Die schweizerischen Volksrechte sind die radikalste Form der Demokratie. Am Abstimmungssonntag entscheidet die Mehrheit über Sein oder Nichtsein, ohne Schattierungen oder Kompromisse. Die Eliten der schweizerischen Politik haben Strategien entwickelt, um dem Schwert der direkten Demokratie seine Schärfe zu nehmen. Referendumsfähige Interessengruppen werden frühzeitig einbezogen. Arbeitnehmer- und Arbeitgeberorganisationen verhandeln nicht nur über Gesamtarbeitsverträge, sondern reden auch bei Gesetzesvorhaben mit. Die Vorlage zur Reform der beruflichen Vorsorge etwa basiert auf einem Kompromiss der Sozialpartner. Im Bundesrat sitzen alle grossen Parteien. Die schweizerische Demokratie ist ein System des institutionalisierten Misstrauens. Weil man dem Gegner nicht traut – der einem jederzeit Referenden und Volksinitiativen zwischen die Beine werfen kann –, lässt man ihn eben mitspielen. Nicht aus Grosszügigkeit, sondern aus Einsicht in die Realität der Machtverhältnisse.

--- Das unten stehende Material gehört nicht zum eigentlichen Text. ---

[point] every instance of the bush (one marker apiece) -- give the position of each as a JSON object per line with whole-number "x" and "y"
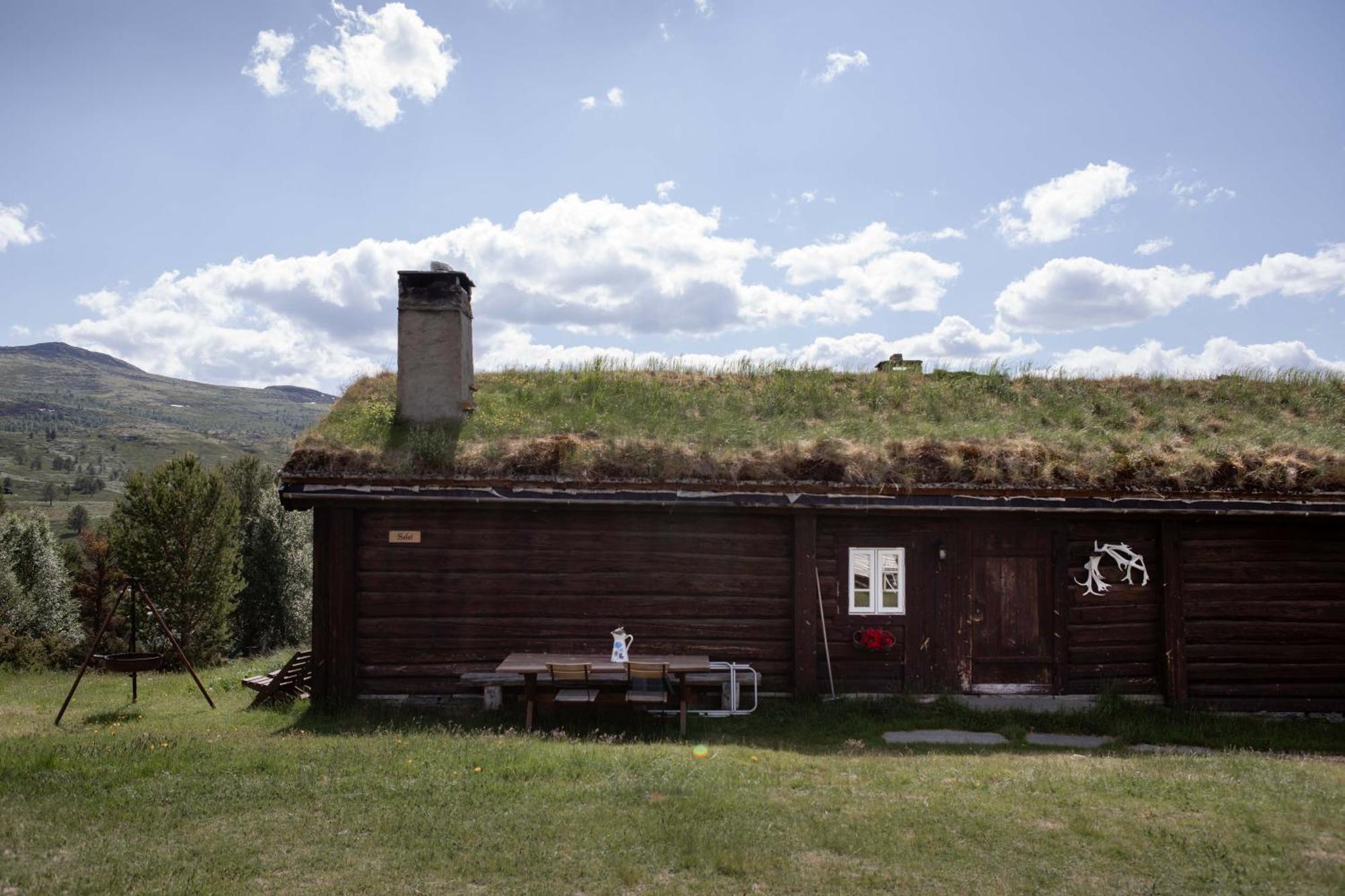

Das Parteiensystem taut auf
Die institutionalisierte Machtteilung hat der Schweiz Stabilität gebracht. Doch sie stösst an Grenzen. Ein Grund liegt im Parteiensystem. Der Einbezug von Interessengruppen basiert darauf, dass diese die Interessen bestimmter gesellschaftlicher Gruppen bündeln und vertreten. Lange war die Zuordnung zu diesen Gruppen relativ klar. Konservative Katholiken wählten CVP, konservative Protestanten BGB, das liberale Bürgertum FDP und die Arbeiter SP. So klar war die Zuordnung – nicht nur in der Schweiz, sondern auch in anderen westlichen Demokratien –, dass Politikwissenschafter ab den 1960er-Jahren von einem «eingefrorenen Parteiensystem» sprachen.1 Wahlen brachten meist nur marginale Verschiebungen der Parteistärken, und bei Abstimmungen folgten die Wähler relativ geschlossen den Parteiparolen. Um an der Urne zu gewinnen, reichte es in der Regel, drei von vier Bundesratsparteien im Boot zu haben. Oft standen sogar alle Regierungsparteien auf der gleichen Seite – etwas, das heute Seltenheitswert hat.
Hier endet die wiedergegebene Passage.